🔥 Burn Fat Fast. Discover How! 💪

There are some cases when you need to run your model on a smal | Neural Networks Engineering

There are some cases when you need to run your model on a small machine.
For example, if your model is being called 1 time per hour or you just don't want to pay $150 per month to Amazon for t2.2xlarge instance with 32Gb RAM.
The problem is that the size of most pre-trained word embeddings can reach tens of gigabytes.

In this post, I will describe the method of access word vectors without loading it into memory.
The idea is to simply save word vectors as a matrix so that we could compute the position of each row without reading any other rows from disk.
Fortunately, all this logic is already implemented in numpy.memmap.
The only thing we need to implement ourselves is the function which converts word into an appropriate index.
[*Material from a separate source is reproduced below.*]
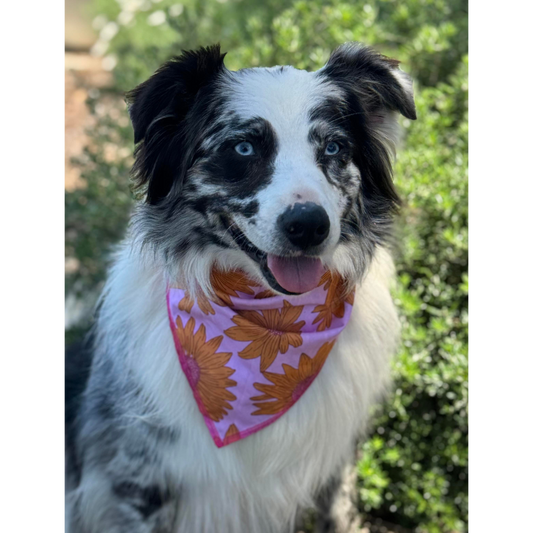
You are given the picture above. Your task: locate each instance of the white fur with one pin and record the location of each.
(256, 484)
We can simply store the whole vocabulary in memory or use hashing trick, it does not matter at this point.
It is slightly harder to store FastText vectors that way because it requires additional computation on n-grams to obtain word vector.
So for simplicity, we will just pre-compute vectors for all necessary words.

You may take a look at a simple implementation of the described approach here:
https://github.com/generall/OneShotNLP/blob/master/src/utils/disc_vectors.py

Class DiscVectors contains method for converting fastText .bin model into on-disk matrix representation and json file with vocabulary and meta-information.
Once the model is converted, you can retrieve vectors with get_word_vector method. Performance check shows that in the worst case it takes 20 µs to retrieve single vector, pretty good since we are not using any significant amount of RAM.